Bright and early on day two, we met back up at Escualo, suited up, and drove to our put-in on Rio Cochrane. We split up based on gear and preference into groups of ten divers, three kayakers, three packrafts, and two people on shore to collect bags of trash as we pulled it out. We quickly realized that diving for trash in a fast-moving current was a different deal than the slow moving water in front of Club Nautico Escualo, and it took a while to figure out when we needed to dive to get the trash we saw in front of us.

However, finding all the trash was a fun game, and swimming hard kept us warm in the cold waters. The clarity of the water made it easy to see several massive trout swimming along with us, always a fun surprise.
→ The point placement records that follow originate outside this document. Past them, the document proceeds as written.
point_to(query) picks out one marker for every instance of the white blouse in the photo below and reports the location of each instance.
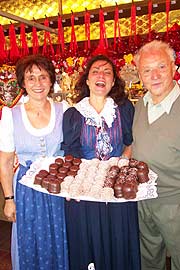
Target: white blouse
(6, 126)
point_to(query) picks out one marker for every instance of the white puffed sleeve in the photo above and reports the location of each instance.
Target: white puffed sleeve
(6, 131)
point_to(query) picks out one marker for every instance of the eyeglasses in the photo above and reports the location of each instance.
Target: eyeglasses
(160, 68)
(40, 79)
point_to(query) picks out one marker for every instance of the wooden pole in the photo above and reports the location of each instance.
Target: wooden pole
(31, 23)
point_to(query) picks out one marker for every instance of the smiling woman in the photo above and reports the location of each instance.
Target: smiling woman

The area of the river we were cleaning had a lot of willow growth, which had recently been cleared, but the low-lying branches and roots still functioned to catch a lot of trash.

At the end of the day, we had picked up a grand total of 303 pounds of trash! Our legs were tired, but it was an incredibly unique way to experience a beautiful river, and I was glad to have connected with our great local partner organizations.
Some of the notable finds included: several car tires, an ornate ceramic tea kettle, a slightly broken cheap Nestle cup which Johnny insisted on keeping and then never cleaned, a whole satellite dish, and several full wine bottles. To see the project all the way through, we took the trash to the dump the next day (the satellite dish made a great frisbee).